No one HAS TO break in a plasma. You just do that so you can properly calibrate it asap. If you don't care about calibration, just plug in and use.
Just an FYI, I did no "breaking in" of my 60" 2013 Panny plasma, and there was very little I had to do to calibrate the picture, too. I just looked on AVS Forum for some calibration settings that were pretty close to my liking. At first, I was hesitant to watch movies in a full aspect ratio (or letterboxed with black bars on the top or bottom) and would instead zoom in the picture losing some of the image because I was afraid 90 minutes to 3 hours plus for some movies would produce at least a temporary burn in of the black bars. Now, I don't worry about it, and I appear to have zero burn in issues with this 2013 model. And after looking at a few more 60" plus LCD LED displays at a few more stores that have various weird backlighting issues apparently due to the size of them, I couldn't be happier with the uniformity of the back lighting plasmas provide.
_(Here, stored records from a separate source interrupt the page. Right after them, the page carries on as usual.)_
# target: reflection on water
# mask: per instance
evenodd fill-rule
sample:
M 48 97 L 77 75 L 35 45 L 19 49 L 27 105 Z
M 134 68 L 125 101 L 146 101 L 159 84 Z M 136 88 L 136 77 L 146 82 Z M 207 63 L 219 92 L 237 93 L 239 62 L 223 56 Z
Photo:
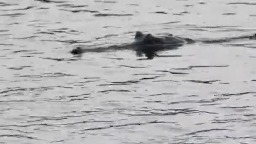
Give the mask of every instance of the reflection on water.
M 0 143 L 254 143 L 255 5 L 0 2 Z M 115 51 L 139 30 L 197 42 Z

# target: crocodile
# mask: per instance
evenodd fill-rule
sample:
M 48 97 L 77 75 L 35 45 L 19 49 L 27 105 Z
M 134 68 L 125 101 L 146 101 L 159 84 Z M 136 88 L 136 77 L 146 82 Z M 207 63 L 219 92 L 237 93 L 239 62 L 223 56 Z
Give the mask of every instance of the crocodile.
M 256 40 L 256 34 L 253 35 L 196 41 L 205 43 L 221 43 L 245 38 Z M 103 52 L 109 51 L 131 49 L 135 51 L 136 54 L 138 56 L 142 56 L 144 53 L 148 59 L 152 59 L 155 56 L 157 56 L 156 54 L 157 51 L 176 49 L 185 44 L 191 44 L 195 42 L 196 40 L 191 39 L 174 36 L 171 34 L 155 36 L 150 33 L 145 34 L 140 31 L 137 31 L 135 33 L 134 41 L 131 43 L 90 49 L 82 48 L 80 47 L 77 47 L 70 52 L 76 55 L 87 52 Z

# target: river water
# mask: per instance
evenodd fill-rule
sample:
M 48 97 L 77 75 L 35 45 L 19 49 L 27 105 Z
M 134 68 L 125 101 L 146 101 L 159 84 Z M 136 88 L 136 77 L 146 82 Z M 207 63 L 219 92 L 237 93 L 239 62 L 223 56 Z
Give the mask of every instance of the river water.
M 144 61 L 130 50 L 69 53 L 132 42 L 137 30 L 252 35 L 255 3 L 2 0 L 0 144 L 256 143 L 256 41 Z

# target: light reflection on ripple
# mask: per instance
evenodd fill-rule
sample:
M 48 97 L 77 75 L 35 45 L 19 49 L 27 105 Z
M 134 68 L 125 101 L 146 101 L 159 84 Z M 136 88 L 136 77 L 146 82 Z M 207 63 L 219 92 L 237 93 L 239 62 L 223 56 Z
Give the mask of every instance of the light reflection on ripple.
M 255 42 L 224 40 L 255 33 L 254 5 L 0 2 L 0 143 L 253 143 Z M 137 30 L 225 43 L 150 61 L 130 50 L 68 53 L 129 43 Z

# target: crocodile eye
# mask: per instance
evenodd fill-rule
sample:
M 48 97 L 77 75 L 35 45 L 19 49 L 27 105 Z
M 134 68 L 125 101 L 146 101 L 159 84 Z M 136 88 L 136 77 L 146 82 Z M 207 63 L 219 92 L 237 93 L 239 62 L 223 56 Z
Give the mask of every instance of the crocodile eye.
M 135 38 L 137 39 L 139 37 L 141 37 L 143 35 L 143 34 L 140 31 L 136 32 L 136 33 L 135 34 Z

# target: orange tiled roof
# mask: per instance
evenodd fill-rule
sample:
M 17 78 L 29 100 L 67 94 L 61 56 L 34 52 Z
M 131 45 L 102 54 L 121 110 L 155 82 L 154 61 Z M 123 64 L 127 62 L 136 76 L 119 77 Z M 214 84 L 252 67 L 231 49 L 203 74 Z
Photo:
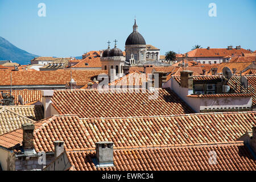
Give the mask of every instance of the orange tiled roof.
M 217 154 L 209 164 L 209 152 Z M 114 150 L 114 167 L 96 168 L 94 150 L 65 151 L 71 171 L 255 171 L 256 162 L 242 142 Z
M 179 62 L 177 62 L 175 64 L 172 64 L 172 67 L 180 67 L 182 65 L 182 63 L 183 61 L 181 60 Z M 189 61 L 187 59 L 184 59 L 184 63 L 185 64 L 188 64 L 188 66 L 191 67 L 193 65 L 193 63 L 194 63 L 195 64 L 197 64 L 198 63 L 196 61 Z
M 63 140 L 65 149 L 95 148 L 95 142 L 113 141 L 114 147 L 157 147 L 236 141 L 255 126 L 256 111 L 190 114 L 79 119 L 75 115 L 53 115 L 35 123 L 36 152 L 54 150 Z M 22 129 L 0 136 L 0 146 L 10 148 L 22 142 Z
M 233 57 L 229 63 L 237 62 L 253 62 L 256 60 L 256 57 L 246 57 L 246 56 L 237 56 Z
M 159 89 L 156 100 L 149 100 L 154 93 L 141 89 L 133 92 L 97 89 L 55 90 L 51 100 L 59 114 L 76 114 L 80 118 L 163 115 L 193 113 L 170 89 Z
M 240 73 L 240 71 L 243 71 L 245 68 L 248 67 L 252 63 L 222 63 L 218 65 L 218 70 L 217 71 L 217 73 L 222 73 L 222 69 L 224 67 L 228 67 L 231 69 L 233 72 L 233 68 L 236 68 L 237 72 Z
M 7 93 L 10 94 L 10 90 L 1 90 L 0 92 Z M 19 95 L 22 96 L 24 104 L 29 104 L 35 101 L 42 102 L 41 90 L 13 90 L 11 94 L 14 96 L 14 104 L 19 105 Z M 0 100 L 2 99 L 0 93 Z
M 253 107 L 256 106 L 256 75 L 244 75 L 248 80 L 248 90 L 245 89 L 242 86 L 242 93 L 248 93 L 253 94 Z M 240 76 L 232 76 L 229 80 L 228 84 L 236 93 L 240 92 L 241 77 Z
M 198 48 L 188 52 L 188 57 L 225 57 L 232 55 L 242 55 L 242 53 L 250 53 L 248 50 L 241 48 L 237 49 L 228 49 L 226 48 Z
M 22 124 L 34 123 L 35 121 L 15 112 L 6 106 L 0 106 L 0 135 L 21 127 Z
M 251 97 L 251 93 L 225 93 L 225 94 L 200 94 L 200 95 L 188 95 L 188 97 L 194 98 L 208 98 L 208 97 Z
M 71 71 L 48 71 L 38 72 L 11 72 L 13 85 L 65 85 L 71 80 Z M 11 72 L 0 71 L 0 85 L 10 85 Z M 101 73 L 108 73 L 105 70 L 72 71 L 72 78 L 77 85 L 85 85 L 91 77 Z M 85 83 L 85 85 L 84 85 Z M 80 85 L 81 84 L 82 85 Z
M 89 56 L 71 68 L 101 68 L 100 57 L 94 57 L 93 55 Z
M 154 68 L 155 68 L 154 66 L 153 66 L 152 67 L 146 67 L 146 74 L 151 73 L 152 70 L 153 70 Z M 144 72 L 144 68 L 139 67 L 130 67 L 129 68 L 129 73 L 132 73 L 135 71 Z
M 4 106 L 2 107 L 34 121 L 39 121 L 44 118 L 44 109 L 42 105 Z
M 129 73 L 109 84 L 109 85 L 120 86 L 142 86 L 143 82 L 147 82 L 146 73 L 138 71 Z

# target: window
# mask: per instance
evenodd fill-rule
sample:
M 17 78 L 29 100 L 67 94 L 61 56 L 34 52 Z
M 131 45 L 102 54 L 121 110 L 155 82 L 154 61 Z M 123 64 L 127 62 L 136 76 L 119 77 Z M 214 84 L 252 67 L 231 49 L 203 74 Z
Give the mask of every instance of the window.
M 113 69 L 114 68 L 113 68 L 113 66 L 111 66 L 111 71 L 110 71 L 111 73 L 113 73 Z
M 118 74 L 118 66 L 115 66 L 115 74 Z
M 137 53 L 135 53 L 134 54 L 134 59 L 135 59 L 135 60 L 137 60 Z

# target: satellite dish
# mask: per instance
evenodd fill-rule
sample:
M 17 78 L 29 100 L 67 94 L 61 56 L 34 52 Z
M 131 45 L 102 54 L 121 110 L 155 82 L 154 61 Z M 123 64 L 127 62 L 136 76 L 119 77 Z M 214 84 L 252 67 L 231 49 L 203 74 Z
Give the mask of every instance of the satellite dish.
M 23 99 L 20 95 L 18 97 L 18 102 L 20 103 L 21 105 L 24 105 Z
M 232 77 L 232 72 L 231 72 L 230 69 L 228 67 L 223 68 L 222 73 L 224 77 L 227 80 L 230 79 Z
M 248 79 L 245 76 L 242 76 L 241 78 L 242 86 L 246 89 L 248 88 Z

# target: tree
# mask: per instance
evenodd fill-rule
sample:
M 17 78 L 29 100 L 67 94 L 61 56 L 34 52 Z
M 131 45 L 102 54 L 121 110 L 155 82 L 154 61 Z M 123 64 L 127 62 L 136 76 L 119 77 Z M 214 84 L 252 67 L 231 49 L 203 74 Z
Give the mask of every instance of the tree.
M 195 49 L 200 49 L 202 48 L 203 47 L 201 47 L 201 46 L 199 45 L 196 45 L 195 46 L 193 46 L 191 50 L 194 50 Z
M 175 61 L 176 60 L 176 53 L 174 51 L 170 51 L 166 53 L 166 60 L 167 61 Z

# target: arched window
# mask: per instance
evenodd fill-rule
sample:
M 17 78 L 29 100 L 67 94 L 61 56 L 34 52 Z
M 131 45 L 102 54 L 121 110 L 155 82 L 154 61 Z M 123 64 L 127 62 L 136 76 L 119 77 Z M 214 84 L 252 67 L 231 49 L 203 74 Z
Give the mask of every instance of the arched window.
M 118 74 L 118 65 L 115 66 L 115 73 Z
M 114 68 L 113 68 L 113 65 L 111 66 L 111 71 L 110 71 L 111 73 L 113 73 L 113 69 L 114 69 Z

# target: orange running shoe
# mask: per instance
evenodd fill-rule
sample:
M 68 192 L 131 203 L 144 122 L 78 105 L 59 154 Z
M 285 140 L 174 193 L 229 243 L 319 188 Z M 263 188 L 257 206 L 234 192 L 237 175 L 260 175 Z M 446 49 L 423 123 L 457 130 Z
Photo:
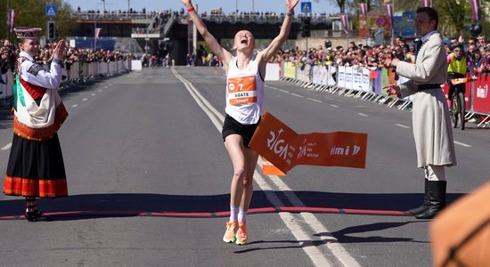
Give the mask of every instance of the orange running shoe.
M 236 231 L 236 244 L 245 245 L 247 244 L 247 224 L 245 222 L 238 222 L 238 231 Z
M 226 231 L 223 236 L 223 241 L 226 243 L 234 243 L 236 241 L 236 231 L 238 229 L 238 222 L 226 222 Z

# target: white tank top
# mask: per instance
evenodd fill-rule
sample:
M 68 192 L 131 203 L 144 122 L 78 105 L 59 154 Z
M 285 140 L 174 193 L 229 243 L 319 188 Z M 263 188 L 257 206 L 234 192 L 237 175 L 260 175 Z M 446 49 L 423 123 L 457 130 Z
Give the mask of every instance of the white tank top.
M 226 77 L 226 114 L 242 125 L 253 125 L 258 122 L 263 105 L 264 80 L 257 60 L 253 58 L 245 69 L 240 69 L 233 57 Z

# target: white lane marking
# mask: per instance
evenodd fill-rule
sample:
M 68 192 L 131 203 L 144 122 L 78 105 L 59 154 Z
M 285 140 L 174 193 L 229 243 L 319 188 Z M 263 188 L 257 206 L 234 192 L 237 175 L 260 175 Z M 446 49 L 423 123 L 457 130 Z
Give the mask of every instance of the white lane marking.
M 219 113 L 211 104 L 198 92 L 194 85 L 184 78 L 174 68 L 172 72 L 185 86 L 189 93 L 196 101 L 198 105 L 204 110 L 204 112 L 209 117 L 215 126 L 218 131 L 223 128 L 222 122 L 224 116 Z M 219 120 L 218 120 L 219 119 Z M 259 166 L 259 164 L 257 164 Z M 257 169 L 255 171 L 255 181 L 260 186 L 260 188 L 265 192 L 267 198 L 274 206 L 282 206 L 282 201 L 277 195 L 272 190 L 272 187 L 265 182 L 265 180 L 258 174 Z M 284 192 L 288 200 L 298 206 L 305 206 L 305 204 L 294 194 L 294 192 L 277 176 L 269 176 L 272 179 L 267 179 L 278 188 L 279 190 Z M 280 217 L 284 224 L 290 229 L 291 233 L 295 236 L 297 240 L 310 240 L 311 238 L 307 236 L 307 231 L 297 222 L 295 222 L 294 217 L 289 213 L 280 213 Z M 328 242 L 324 242 L 322 246 L 325 246 L 337 259 L 345 266 L 361 266 L 359 263 L 355 261 L 348 252 L 339 243 L 334 237 L 329 235 L 330 231 L 322 225 L 322 222 L 313 214 L 301 213 L 301 215 L 305 218 L 306 224 L 308 224 L 315 232 L 327 233 L 326 237 L 322 239 L 328 239 Z M 301 248 L 312 260 L 315 266 L 330 266 L 330 261 L 326 255 L 320 250 L 321 246 L 303 246 Z
M 457 142 L 457 141 L 454 141 L 454 143 L 459 144 L 460 146 L 463 146 L 465 148 L 470 148 L 471 147 L 471 145 L 466 144 L 464 142 Z
M 410 126 L 407 126 L 407 125 L 400 125 L 400 124 L 395 124 L 396 126 L 398 127 L 402 127 L 402 128 L 405 128 L 405 129 L 410 129 Z
M 265 87 L 269 87 L 269 88 L 274 89 L 274 90 L 281 90 L 281 89 L 279 89 L 279 88 L 277 88 L 277 87 L 271 86 L 271 85 L 265 85 Z
M 311 98 L 311 97 L 306 97 L 307 100 L 311 100 L 312 101 L 315 101 L 315 102 L 318 102 L 318 103 L 323 103 L 323 101 L 319 101 L 317 99 L 314 99 L 314 98 Z

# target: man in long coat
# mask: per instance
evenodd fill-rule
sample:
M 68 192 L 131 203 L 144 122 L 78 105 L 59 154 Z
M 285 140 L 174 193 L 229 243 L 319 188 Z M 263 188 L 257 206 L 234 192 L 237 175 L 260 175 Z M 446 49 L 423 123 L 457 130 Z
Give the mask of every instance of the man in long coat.
M 454 142 L 445 96 L 440 85 L 447 77 L 447 61 L 438 15 L 431 7 L 417 10 L 415 28 L 421 38 L 414 64 L 395 59 L 391 65 L 410 81 L 387 86 L 388 93 L 413 94 L 412 124 L 417 166 L 425 173 L 423 204 L 409 212 L 418 219 L 430 219 L 445 206 L 445 166 L 456 165 Z

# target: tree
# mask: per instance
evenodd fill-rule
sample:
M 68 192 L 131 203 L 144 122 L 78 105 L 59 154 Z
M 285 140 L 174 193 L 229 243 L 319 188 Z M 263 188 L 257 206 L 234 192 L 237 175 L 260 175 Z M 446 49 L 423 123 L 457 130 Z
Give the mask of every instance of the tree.
M 2 1 L 3 2 L 3 1 Z M 9 8 L 15 9 L 15 27 L 38 27 L 43 28 L 42 35 L 46 35 L 47 21 L 50 20 L 45 16 L 45 1 L 39 0 L 23 0 L 13 1 L 7 0 L 6 4 L 0 5 L 0 21 L 6 21 L 7 4 Z M 52 5 L 57 7 L 57 15 L 53 18 L 57 23 L 57 36 L 59 37 L 66 36 L 69 29 L 75 26 L 76 21 L 71 20 L 71 6 L 64 0 L 53 0 Z M 4 25 L 2 23 L 2 25 Z M 0 37 L 15 39 L 15 35 L 6 33 L 4 28 L 0 28 Z

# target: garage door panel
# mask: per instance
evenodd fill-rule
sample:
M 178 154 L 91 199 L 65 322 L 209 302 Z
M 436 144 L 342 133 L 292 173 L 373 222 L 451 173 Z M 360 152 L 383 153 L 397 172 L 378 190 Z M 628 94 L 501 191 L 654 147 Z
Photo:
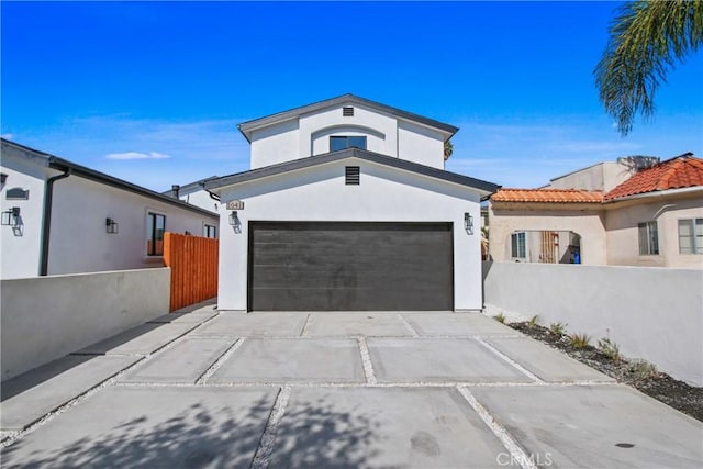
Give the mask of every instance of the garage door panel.
M 448 223 L 250 225 L 249 309 L 451 310 Z

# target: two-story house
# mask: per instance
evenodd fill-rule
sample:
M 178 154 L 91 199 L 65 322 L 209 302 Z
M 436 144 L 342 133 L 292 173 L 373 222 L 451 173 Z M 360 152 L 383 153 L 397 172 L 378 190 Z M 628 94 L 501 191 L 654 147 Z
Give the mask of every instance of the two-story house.
M 480 202 L 444 169 L 458 129 L 353 94 L 239 125 L 252 169 L 220 197 L 219 308 L 480 310 Z

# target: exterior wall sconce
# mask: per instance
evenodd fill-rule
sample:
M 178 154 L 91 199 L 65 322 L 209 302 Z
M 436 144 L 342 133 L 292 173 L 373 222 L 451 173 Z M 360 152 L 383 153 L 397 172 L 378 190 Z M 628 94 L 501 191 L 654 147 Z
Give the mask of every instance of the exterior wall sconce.
M 120 224 L 112 219 L 105 219 L 105 233 L 115 234 L 120 231 Z
M 2 225 L 19 226 L 20 225 L 20 208 L 13 206 L 7 212 L 2 212 Z
M 473 234 L 473 216 L 469 212 L 464 213 L 464 230 L 467 234 Z

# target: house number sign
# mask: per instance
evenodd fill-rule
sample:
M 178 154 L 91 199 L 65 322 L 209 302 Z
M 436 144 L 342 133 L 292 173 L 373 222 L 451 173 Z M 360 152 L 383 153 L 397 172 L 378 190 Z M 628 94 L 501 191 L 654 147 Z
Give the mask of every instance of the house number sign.
M 241 200 L 231 200 L 227 202 L 227 210 L 244 210 L 244 202 Z

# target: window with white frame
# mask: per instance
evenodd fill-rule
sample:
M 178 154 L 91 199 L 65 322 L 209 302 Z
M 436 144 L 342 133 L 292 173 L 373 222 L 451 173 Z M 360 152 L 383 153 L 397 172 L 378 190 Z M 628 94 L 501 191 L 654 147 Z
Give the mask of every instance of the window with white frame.
M 703 219 L 679 220 L 679 254 L 703 254 Z
M 652 256 L 659 254 L 659 233 L 657 222 L 638 223 L 639 231 L 639 255 Z
M 166 215 L 148 212 L 146 216 L 146 255 L 164 255 L 164 232 L 166 231 Z
M 525 248 L 525 232 L 517 232 L 510 235 L 510 256 L 515 259 L 527 257 Z
M 204 237 L 216 238 L 217 237 L 217 227 L 215 225 L 204 224 L 202 226 L 202 235 Z
M 333 135 L 330 137 L 330 152 L 337 152 L 345 148 L 366 149 L 366 137 L 354 135 Z

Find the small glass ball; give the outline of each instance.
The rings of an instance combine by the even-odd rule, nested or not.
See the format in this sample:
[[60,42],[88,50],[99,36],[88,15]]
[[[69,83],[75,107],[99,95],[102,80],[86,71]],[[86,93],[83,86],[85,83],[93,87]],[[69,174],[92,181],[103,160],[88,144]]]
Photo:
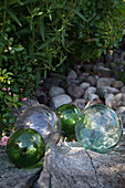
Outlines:
[[105,154],[119,143],[122,134],[121,118],[105,105],[88,106],[77,116],[75,135],[85,149]]
[[81,109],[74,104],[63,104],[55,111],[55,114],[61,119],[62,130],[64,130],[66,135],[75,134],[75,121],[80,113]]
[[44,156],[44,150],[42,136],[31,128],[15,130],[7,142],[8,158],[20,168],[37,165]]
[[56,114],[45,105],[27,108],[15,122],[17,129],[32,128],[41,134],[44,144],[56,144],[61,137],[61,121]]

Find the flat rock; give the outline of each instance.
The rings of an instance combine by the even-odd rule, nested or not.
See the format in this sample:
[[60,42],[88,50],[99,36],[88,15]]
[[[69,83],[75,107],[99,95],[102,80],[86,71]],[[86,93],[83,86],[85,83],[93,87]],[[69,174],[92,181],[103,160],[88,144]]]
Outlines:
[[38,184],[42,188],[124,188],[125,135],[108,154],[85,150],[76,142],[51,145]]
[[34,188],[42,166],[33,169],[19,169],[10,164],[6,148],[0,146],[0,188]]

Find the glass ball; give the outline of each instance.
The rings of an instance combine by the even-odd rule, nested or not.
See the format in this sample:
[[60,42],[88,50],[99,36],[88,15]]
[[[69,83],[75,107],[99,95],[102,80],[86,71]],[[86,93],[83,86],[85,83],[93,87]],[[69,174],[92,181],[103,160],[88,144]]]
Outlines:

And just to be safe, I also picked up an extra plasma light bulb in case I ever need it.
It's the biggest 60" bulb I ever saw!
And it was over $500!
It barely fit in my vehicle!
Fortunately, I did keep the original shipping carton for the TV and stored it in there, though. :thumbsup:
I hadn't yet found a cheap local source for small tanks to refill the plasma gas when it all burns up.
All the local TV repair shops want to either sell me a tanker truck full, or have them service it themselves when it runs out. :thumbsdown:
What a ripoff! :|
They told me it's good to replace it every 10,000 hours or 10,000 movies, whichever occurs first. :hmm:
Otherwise it may implode from the internal vacuum and the exterior atmospheric pressures exerted on the screen when it's all burned up and exhausted.